The best part is, this moong dal curry can be eaten with rice as well as puttu. So, if you are planning a Kerala-style lunch or dinner, this recipe is a must. The recipe itself is quite hassle-free and easy, and any cook can whip it up in half an hour or less as long as the moong dal has been soaked for half an hour or so beforehand. Apart from this bit of pre-planning, there isn’t much you need to do to cook this Kerala-style moong dal curry at home. Take a look at the easy recipe. 

Image used for representative purpose only. Image courtesy: amateurscookingdiary.blogspot.com

Ingredients: 

1 cup green moong dal 

2 cups water 

½ tsp turmeric powder 

Salt, to taste 

For the spice blend:- 

½ cup coconut 

2-3 green chillies 

2 garlic cloves 

For the tempering:- 

½ tsp mustard seeds 

½ tsp cumin seeds 

2 dry red chillies 

1 sprig curry leaves 

1 tbsp coconut oil 

Method: 

1. Wash and rinse the green moong dal at least 3-4 times, then place it in a pressure cooker. 

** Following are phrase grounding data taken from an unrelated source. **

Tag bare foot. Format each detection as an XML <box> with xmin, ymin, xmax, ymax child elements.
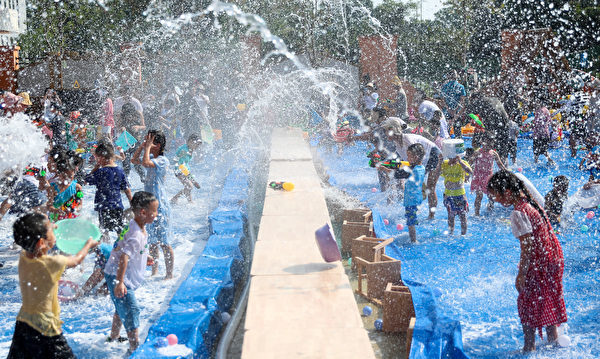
<box><xmin>164</xmin><ymin>275</ymin><xmax>173</xmax><ymax>280</ymax></box>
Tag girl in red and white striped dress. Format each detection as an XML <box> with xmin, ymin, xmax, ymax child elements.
<box><xmin>487</xmin><ymin>170</ymin><xmax>567</xmax><ymax>352</ymax></box>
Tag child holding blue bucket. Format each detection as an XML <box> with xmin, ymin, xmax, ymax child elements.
<box><xmin>487</xmin><ymin>170</ymin><xmax>567</xmax><ymax>352</ymax></box>
<box><xmin>394</xmin><ymin>143</ymin><xmax>426</xmax><ymax>243</ymax></box>
<box><xmin>8</xmin><ymin>212</ymin><xmax>98</xmax><ymax>358</ymax></box>
<box><xmin>85</xmin><ymin>140</ymin><xmax>133</xmax><ymax>241</ymax></box>
<box><xmin>132</xmin><ymin>130</ymin><xmax>174</xmax><ymax>279</ymax></box>
<box><xmin>104</xmin><ymin>191</ymin><xmax>158</xmax><ymax>352</ymax></box>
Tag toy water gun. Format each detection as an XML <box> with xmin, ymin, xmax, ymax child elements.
<box><xmin>268</xmin><ymin>181</ymin><xmax>295</xmax><ymax>191</ymax></box>
<box><xmin>24</xmin><ymin>166</ymin><xmax>46</xmax><ymax>177</ymax></box>
<box><xmin>32</xmin><ymin>118</ymin><xmax>46</xmax><ymax>128</ymax></box>
<box><xmin>469</xmin><ymin>114</ymin><xmax>485</xmax><ymax>130</ymax></box>
<box><xmin>367</xmin><ymin>151</ymin><xmax>408</xmax><ymax>169</ymax></box>
<box><xmin>380</xmin><ymin>159</ymin><xmax>410</xmax><ymax>169</ymax></box>
<box><xmin>367</xmin><ymin>151</ymin><xmax>382</xmax><ymax>167</ymax></box>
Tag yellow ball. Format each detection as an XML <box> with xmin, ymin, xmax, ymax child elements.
<box><xmin>282</xmin><ymin>182</ymin><xmax>295</xmax><ymax>191</ymax></box>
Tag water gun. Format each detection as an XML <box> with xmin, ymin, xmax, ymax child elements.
<box><xmin>380</xmin><ymin>159</ymin><xmax>410</xmax><ymax>169</ymax></box>
<box><xmin>469</xmin><ymin>114</ymin><xmax>485</xmax><ymax>131</ymax></box>
<box><xmin>24</xmin><ymin>166</ymin><xmax>46</xmax><ymax>177</ymax></box>
<box><xmin>367</xmin><ymin>151</ymin><xmax>408</xmax><ymax>169</ymax></box>
<box><xmin>367</xmin><ymin>151</ymin><xmax>382</xmax><ymax>167</ymax></box>
<box><xmin>268</xmin><ymin>181</ymin><xmax>295</xmax><ymax>191</ymax></box>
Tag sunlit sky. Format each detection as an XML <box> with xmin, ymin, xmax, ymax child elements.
<box><xmin>373</xmin><ymin>0</ymin><xmax>444</xmax><ymax>21</ymax></box>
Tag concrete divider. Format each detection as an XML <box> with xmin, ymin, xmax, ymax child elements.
<box><xmin>242</xmin><ymin>128</ymin><xmax>374</xmax><ymax>359</ymax></box>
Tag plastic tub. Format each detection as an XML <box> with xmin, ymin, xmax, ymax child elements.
<box><xmin>54</xmin><ymin>218</ymin><xmax>101</xmax><ymax>255</ymax></box>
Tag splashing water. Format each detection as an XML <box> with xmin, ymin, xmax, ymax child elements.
<box><xmin>0</xmin><ymin>114</ymin><xmax>47</xmax><ymax>176</ymax></box>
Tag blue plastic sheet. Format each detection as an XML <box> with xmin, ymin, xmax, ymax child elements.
<box><xmin>133</xmin><ymin>157</ymin><xmax>254</xmax><ymax>359</ymax></box>
<box><xmin>316</xmin><ymin>137</ymin><xmax>600</xmax><ymax>358</ymax></box>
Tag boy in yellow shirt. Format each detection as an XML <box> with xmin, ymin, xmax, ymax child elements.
<box><xmin>441</xmin><ymin>155</ymin><xmax>473</xmax><ymax>235</ymax></box>
<box><xmin>8</xmin><ymin>213</ymin><xmax>98</xmax><ymax>358</ymax></box>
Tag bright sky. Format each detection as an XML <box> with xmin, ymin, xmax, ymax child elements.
<box><xmin>373</xmin><ymin>0</ymin><xmax>444</xmax><ymax>21</ymax></box>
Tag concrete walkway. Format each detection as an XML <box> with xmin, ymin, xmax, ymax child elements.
<box><xmin>242</xmin><ymin>128</ymin><xmax>375</xmax><ymax>358</ymax></box>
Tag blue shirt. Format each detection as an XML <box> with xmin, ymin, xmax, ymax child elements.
<box><xmin>441</xmin><ymin>80</ymin><xmax>466</xmax><ymax>110</ymax></box>
<box><xmin>144</xmin><ymin>155</ymin><xmax>171</xmax><ymax>217</ymax></box>
<box><xmin>175</xmin><ymin>144</ymin><xmax>192</xmax><ymax>165</ymax></box>
<box><xmin>8</xmin><ymin>178</ymin><xmax>47</xmax><ymax>215</ymax></box>
<box><xmin>85</xmin><ymin>166</ymin><xmax>129</xmax><ymax>211</ymax></box>
<box><xmin>397</xmin><ymin>165</ymin><xmax>425</xmax><ymax>207</ymax></box>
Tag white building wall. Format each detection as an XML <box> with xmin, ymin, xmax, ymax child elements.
<box><xmin>0</xmin><ymin>0</ymin><xmax>25</xmax><ymax>46</ymax></box>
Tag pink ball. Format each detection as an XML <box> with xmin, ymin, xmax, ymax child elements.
<box><xmin>371</xmin><ymin>187</ymin><xmax>377</xmax><ymax>193</ymax></box>
<box><xmin>166</xmin><ymin>334</ymin><xmax>178</xmax><ymax>346</ymax></box>
<box><xmin>517</xmin><ymin>167</ymin><xmax>523</xmax><ymax>172</ymax></box>
<box><xmin>396</xmin><ymin>223</ymin><xmax>404</xmax><ymax>231</ymax></box>
<box><xmin>586</xmin><ymin>211</ymin><xmax>595</xmax><ymax>219</ymax></box>
<box><xmin>383</xmin><ymin>219</ymin><xmax>389</xmax><ymax>225</ymax></box>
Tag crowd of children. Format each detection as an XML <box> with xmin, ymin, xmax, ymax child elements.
<box><xmin>0</xmin><ymin>85</ymin><xmax>209</xmax><ymax>356</ymax></box>
<box><xmin>341</xmin><ymin>73</ymin><xmax>600</xmax><ymax>353</ymax></box>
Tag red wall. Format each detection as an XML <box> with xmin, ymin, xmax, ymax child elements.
<box><xmin>358</xmin><ymin>35</ymin><xmax>398</xmax><ymax>102</ymax></box>
<box><xmin>0</xmin><ymin>46</ymin><xmax>18</xmax><ymax>92</ymax></box>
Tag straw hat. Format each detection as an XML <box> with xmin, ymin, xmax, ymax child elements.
<box><xmin>17</xmin><ymin>92</ymin><xmax>32</xmax><ymax>106</ymax></box>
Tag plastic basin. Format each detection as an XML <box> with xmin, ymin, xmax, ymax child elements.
<box><xmin>314</xmin><ymin>223</ymin><xmax>341</xmax><ymax>262</ymax></box>
<box><xmin>54</xmin><ymin>218</ymin><xmax>101</xmax><ymax>255</ymax></box>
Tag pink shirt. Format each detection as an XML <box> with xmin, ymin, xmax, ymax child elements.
<box><xmin>532</xmin><ymin>107</ymin><xmax>551</xmax><ymax>139</ymax></box>
<box><xmin>103</xmin><ymin>98</ymin><xmax>114</xmax><ymax>127</ymax></box>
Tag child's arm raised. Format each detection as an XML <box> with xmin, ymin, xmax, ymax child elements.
<box><xmin>114</xmin><ymin>253</ymin><xmax>130</xmax><ymax>298</ymax></box>
<box><xmin>65</xmin><ymin>238</ymin><xmax>99</xmax><ymax>268</ymax></box>
<box><xmin>131</xmin><ymin>142</ymin><xmax>145</xmax><ymax>165</ymax></box>
<box><xmin>140</xmin><ymin>133</ymin><xmax>157</xmax><ymax>168</ymax></box>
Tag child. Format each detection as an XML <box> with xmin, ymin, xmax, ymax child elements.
<box><xmin>85</xmin><ymin>141</ymin><xmax>133</xmax><ymax>241</ymax></box>
<box><xmin>487</xmin><ymin>171</ymin><xmax>567</xmax><ymax>352</ymax></box>
<box><xmin>0</xmin><ymin>167</ymin><xmax>47</xmax><ymax>222</ymax></box>
<box><xmin>532</xmin><ymin>106</ymin><xmax>556</xmax><ymax>166</ymax></box>
<box><xmin>507</xmin><ymin>119</ymin><xmax>520</xmax><ymax>164</ymax></box>
<box><xmin>104</xmin><ymin>191</ymin><xmax>158</xmax><ymax>351</ymax></box>
<box><xmin>579</xmin><ymin>134</ymin><xmax>600</xmax><ymax>180</ymax></box>
<box><xmin>8</xmin><ymin>212</ymin><xmax>98</xmax><ymax>358</ymax></box>
<box><xmin>47</xmin><ymin>152</ymin><xmax>83</xmax><ymax>222</ymax></box>
<box><xmin>132</xmin><ymin>130</ymin><xmax>174</xmax><ymax>279</ymax></box>
<box><xmin>441</xmin><ymin>153</ymin><xmax>473</xmax><ymax>235</ymax></box>
<box><xmin>544</xmin><ymin>175</ymin><xmax>569</xmax><ymax>226</ymax></box>
<box><xmin>394</xmin><ymin>143</ymin><xmax>426</xmax><ymax>243</ymax></box>
<box><xmin>470</xmin><ymin>136</ymin><xmax>508</xmax><ymax>216</ymax></box>
<box><xmin>171</xmin><ymin>133</ymin><xmax>202</xmax><ymax>204</ymax></box>
<box><xmin>79</xmin><ymin>243</ymin><xmax>113</xmax><ymax>297</ymax></box>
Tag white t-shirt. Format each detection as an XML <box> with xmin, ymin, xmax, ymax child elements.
<box><xmin>396</xmin><ymin>133</ymin><xmax>437</xmax><ymax>166</ymax></box>
<box><xmin>511</xmin><ymin>210</ymin><xmax>533</xmax><ymax>238</ymax></box>
<box><xmin>419</xmin><ymin>100</ymin><xmax>449</xmax><ymax>138</ymax></box>
<box><xmin>104</xmin><ymin>219</ymin><xmax>148</xmax><ymax>290</ymax></box>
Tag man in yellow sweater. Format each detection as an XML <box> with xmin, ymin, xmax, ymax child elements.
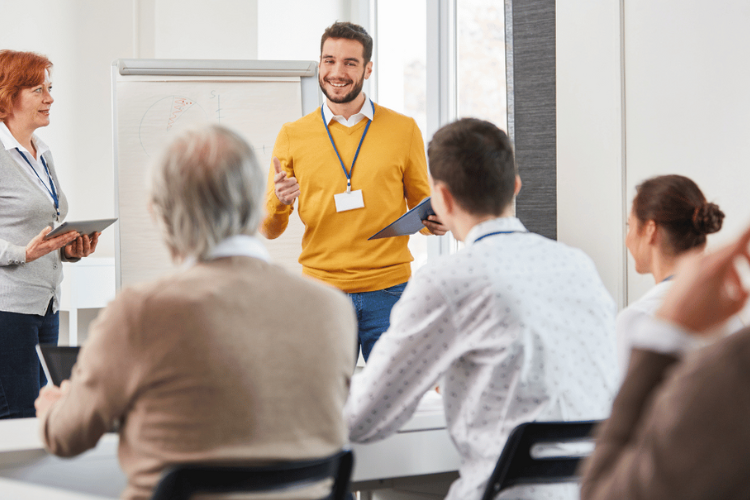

2. Add turmeric powder, salt and water. 

3. Seal the pressure cooker, then cook the moong dal for 2-3 whistles or until the dal is tender. 

4. Meanwhile, prepare the spice blend. 

5. Place the coconut, green chillies and garlic cloves in a grinder jar. 

6. Add a splash of water and grind everything into a coarse paste. 

7. Now, heat the coconut oil in a wok. 

8. Add the cumin seeds, mustard seeds, dry red chillies and curry leaves. 

9. Once these stop spluttering, add the coconut blend and stir fry it. 

10. Cook the spices until the raw smell of coconuts goes away.  

11. Add the boiled green moong dal along with the water. 

12. Mix well and cook until the Cherupayar Curry is ready. 

13. Serve hot with rice or puttu, with a side of papad.